The Class of 2021 comprises students from twenty-seven countries. During the spring semester, the photography exhibition Home Away from Home? in David Saul Smith Union featured portraits of a number of these students. The pictures were accompanied by essays about what it’s like to study at Bowdoin when you’re often thousands of miles from home and family.
Over the summer, we’ll be publishing a selection of those photographs with the accompanying essays, and today the spotlight is on Mishal Kazmi ’21, from Pakistan.
I’m from Islamabad, but when I think of home, I think of the beauty of the mountainous north of Pakistan. Even though I’m not from that specific area, my family and I go there for the summer and that’s someplace I feel really emotionally connected to my country.

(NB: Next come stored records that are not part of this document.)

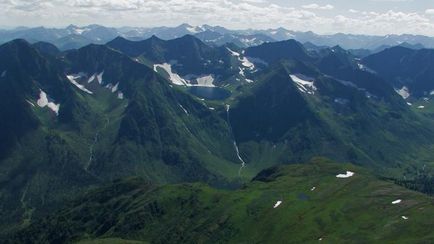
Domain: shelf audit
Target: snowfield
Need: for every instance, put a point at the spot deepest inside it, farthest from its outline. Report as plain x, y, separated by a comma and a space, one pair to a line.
72, 78
396, 201
206, 80
44, 102
99, 77
305, 84
277, 204
173, 77
183, 109
346, 175
404, 92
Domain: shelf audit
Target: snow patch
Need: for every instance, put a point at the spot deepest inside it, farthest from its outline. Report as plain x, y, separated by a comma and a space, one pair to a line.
185, 110
341, 101
44, 102
72, 78
396, 201
29, 102
92, 78
206, 80
257, 61
99, 77
365, 68
233, 53
244, 60
247, 63
277, 204
115, 88
305, 84
173, 77
404, 92
347, 175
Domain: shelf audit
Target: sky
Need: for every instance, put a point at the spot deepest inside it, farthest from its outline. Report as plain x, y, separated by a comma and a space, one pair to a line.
377, 17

My transition to Bowdoin has been one of ease–mainly because of the solid group of friends I found within the first few days. Because of that, my identity as an international student is not something I’m actively conscious about, and I suppose that’s a good thing. But it definitely becomes very different when everyone is applying to summer internships here in the US and I can’t avail myself of opportunities like that.
I think there are some things everyone takes for granted about the place they grew up in until they’re far away from it. For me, I miss my friends and family back home, and even though I talk to them regularly, I can’t ever fully share my experience of being at Bowdoin because they’d have to be present here for that. So, it feels like I’m a part of two very different worlds, and there’s little chance they’ll ever completely meet.
There’s no question about what I miss most about home: it’s a nice, large cup of chai.
The exhibition Home Away from Home? was initiated, cocurated, and organized by Shinhee Kang’ 18 and Cheng-Chun (Kevin) Yu’ 19.